The most held theory about the effectiveness of acupuncture comes from Traditional Chinese Medicine, which is a highly respected and effective form of treatment.
The body needs to be in balance to work efficiently. Despite our apparent robustness the balance within our bodies is remarkably delicate and it only takes minute shifts in this balance to result in degenerative diseases and illness. In Chinese medicine this balance is between two opposing and inseparable forces called Yin and Yang.
Yin represents cold, slow and passive forces whilst Yang represents hot, passionate forces. To be in a perfect state of health, both these forces must be in balance, however, when one force takes dominance an illness might occur.
When there is an imbalance the natural flow (Qi) through pathways (meridians) in the body are interrupted or blocked at various points in the body.
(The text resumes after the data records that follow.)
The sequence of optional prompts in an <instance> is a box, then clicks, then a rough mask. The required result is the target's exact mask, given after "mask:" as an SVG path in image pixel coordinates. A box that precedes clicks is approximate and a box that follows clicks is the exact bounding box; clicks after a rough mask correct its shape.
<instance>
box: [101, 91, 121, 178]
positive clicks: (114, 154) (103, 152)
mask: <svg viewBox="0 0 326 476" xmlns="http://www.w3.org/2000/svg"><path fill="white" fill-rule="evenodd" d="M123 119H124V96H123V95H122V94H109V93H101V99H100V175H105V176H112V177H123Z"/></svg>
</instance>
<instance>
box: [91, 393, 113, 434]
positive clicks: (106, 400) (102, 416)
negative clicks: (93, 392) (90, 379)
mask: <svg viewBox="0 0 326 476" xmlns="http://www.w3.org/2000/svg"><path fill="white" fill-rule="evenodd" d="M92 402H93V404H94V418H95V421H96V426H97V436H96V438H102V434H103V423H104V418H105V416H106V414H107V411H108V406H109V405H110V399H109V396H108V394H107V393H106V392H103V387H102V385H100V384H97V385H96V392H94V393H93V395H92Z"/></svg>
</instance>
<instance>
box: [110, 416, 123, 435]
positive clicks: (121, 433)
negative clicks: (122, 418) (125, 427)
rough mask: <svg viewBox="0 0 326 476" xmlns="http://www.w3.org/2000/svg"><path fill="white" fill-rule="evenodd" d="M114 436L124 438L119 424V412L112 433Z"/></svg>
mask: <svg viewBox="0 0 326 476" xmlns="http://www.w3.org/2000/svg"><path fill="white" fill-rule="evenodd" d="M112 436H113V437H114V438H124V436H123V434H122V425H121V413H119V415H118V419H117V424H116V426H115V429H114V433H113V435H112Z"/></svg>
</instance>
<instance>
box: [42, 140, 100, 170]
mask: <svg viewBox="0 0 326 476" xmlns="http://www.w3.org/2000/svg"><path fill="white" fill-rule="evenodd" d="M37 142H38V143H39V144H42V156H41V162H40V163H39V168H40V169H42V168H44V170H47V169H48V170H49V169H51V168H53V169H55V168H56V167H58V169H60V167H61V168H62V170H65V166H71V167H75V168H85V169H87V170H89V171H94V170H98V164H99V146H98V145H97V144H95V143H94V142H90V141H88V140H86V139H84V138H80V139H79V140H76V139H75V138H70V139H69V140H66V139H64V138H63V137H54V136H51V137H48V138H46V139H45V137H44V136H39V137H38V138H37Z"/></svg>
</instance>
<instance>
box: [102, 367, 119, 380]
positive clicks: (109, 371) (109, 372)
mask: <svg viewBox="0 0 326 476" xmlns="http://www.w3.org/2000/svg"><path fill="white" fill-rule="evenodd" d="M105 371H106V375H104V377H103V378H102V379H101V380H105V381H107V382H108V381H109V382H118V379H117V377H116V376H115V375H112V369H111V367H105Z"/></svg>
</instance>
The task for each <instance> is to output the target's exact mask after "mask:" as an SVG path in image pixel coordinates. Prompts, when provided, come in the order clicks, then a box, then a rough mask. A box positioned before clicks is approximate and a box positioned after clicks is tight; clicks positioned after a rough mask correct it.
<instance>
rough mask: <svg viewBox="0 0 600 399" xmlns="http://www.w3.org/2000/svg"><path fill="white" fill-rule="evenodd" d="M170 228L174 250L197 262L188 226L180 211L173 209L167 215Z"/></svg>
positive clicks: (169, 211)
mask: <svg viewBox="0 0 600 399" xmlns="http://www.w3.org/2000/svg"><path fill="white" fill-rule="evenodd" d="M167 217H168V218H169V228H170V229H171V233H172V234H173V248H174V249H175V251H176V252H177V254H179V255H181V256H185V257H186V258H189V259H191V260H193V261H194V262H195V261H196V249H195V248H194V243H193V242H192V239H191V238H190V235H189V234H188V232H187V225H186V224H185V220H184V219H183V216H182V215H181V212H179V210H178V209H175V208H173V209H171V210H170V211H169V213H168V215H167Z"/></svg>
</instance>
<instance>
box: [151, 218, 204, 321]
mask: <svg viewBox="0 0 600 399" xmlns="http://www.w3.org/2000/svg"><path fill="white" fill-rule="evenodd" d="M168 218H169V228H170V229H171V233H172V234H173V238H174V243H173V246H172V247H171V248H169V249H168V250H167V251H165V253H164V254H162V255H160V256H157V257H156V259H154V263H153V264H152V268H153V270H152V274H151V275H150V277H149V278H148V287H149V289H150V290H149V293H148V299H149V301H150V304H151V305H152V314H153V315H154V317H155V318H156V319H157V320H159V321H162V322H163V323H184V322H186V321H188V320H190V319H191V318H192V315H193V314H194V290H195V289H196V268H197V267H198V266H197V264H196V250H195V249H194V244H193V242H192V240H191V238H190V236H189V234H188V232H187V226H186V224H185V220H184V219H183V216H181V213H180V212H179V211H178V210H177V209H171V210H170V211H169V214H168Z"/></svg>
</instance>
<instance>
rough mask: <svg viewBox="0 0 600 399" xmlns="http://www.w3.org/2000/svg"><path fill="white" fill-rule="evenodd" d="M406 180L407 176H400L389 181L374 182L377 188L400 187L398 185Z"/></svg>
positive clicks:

It is believed that there are 12 main meridians and 8 secondary meridians and there are over 2000 acupuncture points on the human body that connect them.
Western science has tried to determine how manipulating these points on the body might help treat certain conditions and there are a number of theories. One is that the manipulation encourages the release of endorphins and also stimulates the release of additional immune system defences at those points. Some studies indicate that there might be a change to our brain chemistry stimulating the release of neurotransmitters (chemical messengers between cells) and neurohormones (hormones that are released into the bloodstream but also act as neurotransmitters) that might affect parts of the central nervous system. These may relate to sensations such as pain or functions such as immune system defensive reactions, blood pressure regulation, blood flow and temperature.
There are certain points on the body that have a specific effect. For example there are points on the ear that alleviate tension, increase will power, return the body into a balanced state, relieve withdrawal symptoms and can reduce your appetite. A qualified acupuncturist will have a detailed knowledge of the affects resulting from all 2000 points being manipulated.
I have undergone acupuncture treatment a couple of times. One was to help me lose weight, which involved having a stud inserted into the upper part of my ear that I could manipulate myself when I became hungry. It certainly worked although I unfortunately never let something as basic as a lack of appetite come between me and a tub of ice cream. If my initial commitment at that time had been to really losing the weight it would have been more effective. Either that or locking me away in a junk food free zone for three months!
The second time was definitely a rewarding experience. I have a damaged knee due to the wear and tear of hauling 25 stone out of a car several times a day in my previous life. Despite losing weight, a number of years later the knee gave way and it looked as though I might have to undergo surgery. I visited a physiotherapist who also was an acupuncturist and for the next three months I went to see her twice a week.
It was not entirely painless but within a fairly short space of time the inflammation was much improved, as was the pain. Today I still have the some problems with the knee but I have found that if I manipulate certain points that my therapist showed me, I can make my own improvements.
What gives me great confidence is the work done with animals. Animals do not have a hidden agenda in trying to prove that any particular therapy works or not. Either it does or it doesn’t. More and more vets and animal therapists are using acupuncture in their practices with great results. For me that is evidence enough that this form of medical therapy is an option when looking at therapeutic care.
If you are trying to lose weight or give up smoking you must first start with the firm decision that you are going to do so. Then contemplate acupuncture to support that decision. What I have found is that if you do not want to give up cigarettes or the ice cream, you will override any supportive therapy you choose.
Do research therapists and a personal recommendation from someone that has been treated by them is often the best way to find one that will suit you. Be prepared to give a detailed and honest medical history before undergoing treatment.